I am just trying to calculate a simple point in a 2D and just wanted to double check that I plugged in the right values in the equation

BA + [n * (i - LBR) + (j - LBC)] * w

40000 +[10*(40-0)+(50-0)]*16

40000+[10*(40)+(50)]*16

40000+[900]*16 = 54400

Did I apply the formula correctly here? I wasn't sure if i plugged in the right values?

Answer 1

In C++ a 2d array is just an array of arrays, so in A the memory is used for

A[ 0][ 0] A[ 0][ 1] A[ 0][ 2] ... A[ 0][99]
A[ 1][ 0] A[ 1][ 1] A[ 1][ 2] ... A[ 1][99]
...
A[99][ 0] A[99][ 1] A[99][ 2] ... A[99][99]

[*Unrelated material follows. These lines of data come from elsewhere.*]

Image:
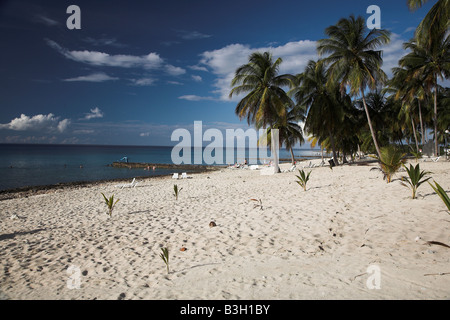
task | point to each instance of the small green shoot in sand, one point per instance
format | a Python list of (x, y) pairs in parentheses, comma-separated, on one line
[(391, 160), (110, 203), (176, 191), (415, 178), (303, 178), (441, 193), (165, 257), (258, 204)]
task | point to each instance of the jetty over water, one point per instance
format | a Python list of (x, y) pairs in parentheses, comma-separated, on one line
[(187, 167)]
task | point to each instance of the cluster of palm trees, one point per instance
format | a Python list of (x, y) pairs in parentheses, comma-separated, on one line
[(345, 100)]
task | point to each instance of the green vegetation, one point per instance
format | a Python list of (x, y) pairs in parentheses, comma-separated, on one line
[(165, 257), (303, 179), (415, 178), (176, 191), (346, 101), (391, 160), (442, 194), (110, 203)]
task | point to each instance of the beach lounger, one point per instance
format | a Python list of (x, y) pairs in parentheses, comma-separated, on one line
[(184, 176), (310, 165), (128, 185), (430, 159)]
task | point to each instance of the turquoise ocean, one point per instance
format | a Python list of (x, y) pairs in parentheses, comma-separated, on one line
[(40, 165)]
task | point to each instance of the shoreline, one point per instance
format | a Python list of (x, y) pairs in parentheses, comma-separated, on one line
[(25, 191), (292, 244)]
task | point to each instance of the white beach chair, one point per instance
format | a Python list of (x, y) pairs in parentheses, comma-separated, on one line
[(128, 185), (310, 165)]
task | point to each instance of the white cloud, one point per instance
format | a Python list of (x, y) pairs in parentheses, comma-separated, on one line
[(112, 42), (45, 20), (192, 35), (175, 83), (95, 113), (152, 61), (191, 97), (63, 125), (143, 82), (36, 123), (174, 71), (198, 68), (95, 77), (223, 62)]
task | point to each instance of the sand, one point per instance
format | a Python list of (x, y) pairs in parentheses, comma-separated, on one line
[(325, 243)]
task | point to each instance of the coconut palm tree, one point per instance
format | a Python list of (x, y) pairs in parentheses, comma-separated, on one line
[(290, 131), (353, 60), (427, 64), (265, 102), (324, 114), (435, 23)]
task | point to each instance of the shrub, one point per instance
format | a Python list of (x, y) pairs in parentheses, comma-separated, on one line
[(110, 203), (303, 178), (442, 194), (391, 160), (414, 179)]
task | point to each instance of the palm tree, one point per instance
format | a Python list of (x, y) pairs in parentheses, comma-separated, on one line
[(427, 64), (265, 102), (324, 114), (435, 23), (290, 131), (353, 59)]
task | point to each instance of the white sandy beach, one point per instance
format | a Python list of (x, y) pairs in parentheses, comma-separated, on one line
[(316, 244)]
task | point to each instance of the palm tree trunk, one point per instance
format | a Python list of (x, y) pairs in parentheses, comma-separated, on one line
[(415, 134), (370, 124), (336, 162), (421, 123), (275, 145), (292, 155), (436, 144)]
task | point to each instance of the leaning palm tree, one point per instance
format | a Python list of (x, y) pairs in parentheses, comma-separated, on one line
[(427, 64), (265, 102), (353, 60), (324, 114), (290, 131)]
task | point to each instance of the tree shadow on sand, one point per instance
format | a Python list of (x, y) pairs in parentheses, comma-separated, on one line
[(14, 234)]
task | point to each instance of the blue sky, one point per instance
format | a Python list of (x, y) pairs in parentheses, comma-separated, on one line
[(138, 70)]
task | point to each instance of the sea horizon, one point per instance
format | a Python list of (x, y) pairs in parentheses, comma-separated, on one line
[(33, 165)]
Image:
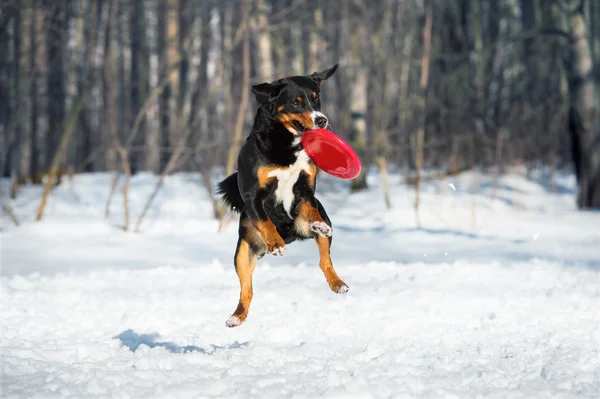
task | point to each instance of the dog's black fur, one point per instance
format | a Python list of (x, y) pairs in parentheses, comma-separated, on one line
[(274, 186)]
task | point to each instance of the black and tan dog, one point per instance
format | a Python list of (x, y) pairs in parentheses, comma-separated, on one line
[(274, 186)]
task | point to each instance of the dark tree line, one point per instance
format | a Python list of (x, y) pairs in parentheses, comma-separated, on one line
[(163, 84)]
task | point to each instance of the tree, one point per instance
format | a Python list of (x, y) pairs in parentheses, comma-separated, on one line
[(584, 114)]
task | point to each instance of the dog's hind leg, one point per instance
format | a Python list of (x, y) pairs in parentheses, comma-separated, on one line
[(312, 219), (249, 249)]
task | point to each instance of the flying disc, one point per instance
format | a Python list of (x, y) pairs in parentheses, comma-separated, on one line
[(331, 153)]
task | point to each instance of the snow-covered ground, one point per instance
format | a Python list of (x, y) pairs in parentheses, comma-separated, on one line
[(500, 302)]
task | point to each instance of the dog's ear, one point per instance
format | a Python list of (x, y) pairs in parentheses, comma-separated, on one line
[(319, 77), (266, 92)]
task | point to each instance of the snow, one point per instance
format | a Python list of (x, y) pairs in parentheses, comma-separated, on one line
[(500, 302)]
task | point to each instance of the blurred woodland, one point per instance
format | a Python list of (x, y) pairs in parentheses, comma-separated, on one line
[(423, 85)]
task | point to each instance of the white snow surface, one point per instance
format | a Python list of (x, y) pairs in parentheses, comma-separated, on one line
[(503, 305)]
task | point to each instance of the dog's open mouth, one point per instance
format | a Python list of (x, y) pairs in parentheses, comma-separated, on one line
[(299, 126)]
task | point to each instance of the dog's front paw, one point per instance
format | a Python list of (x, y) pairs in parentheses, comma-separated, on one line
[(321, 228), (339, 287), (233, 321), (277, 249)]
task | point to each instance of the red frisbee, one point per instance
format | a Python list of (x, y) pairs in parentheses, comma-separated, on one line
[(331, 153)]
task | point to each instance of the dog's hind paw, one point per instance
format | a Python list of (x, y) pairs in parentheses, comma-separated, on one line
[(321, 228), (233, 321)]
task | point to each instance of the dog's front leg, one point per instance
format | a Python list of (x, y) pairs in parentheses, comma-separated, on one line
[(256, 211), (313, 220)]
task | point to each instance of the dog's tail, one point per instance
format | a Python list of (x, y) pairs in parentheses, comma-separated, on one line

where each row just follows the previous one in memory.

The address in of an element at (row, col) is

(unsigned char *)(&A[0][0]) + (row*row_size + col) * element_size

In your case you know that the element you are searching is 30 rows lower and 40 elements to the right of given element, therefore the address will be

40000 + ((40 - 10)*100 + (50 - 10)) * 16

totaling to 88640.

You can get to the same result by subtracting the relative address of element (10, 10) from the given address (to find the start of the array) and then by adding the relative address of (40, 50).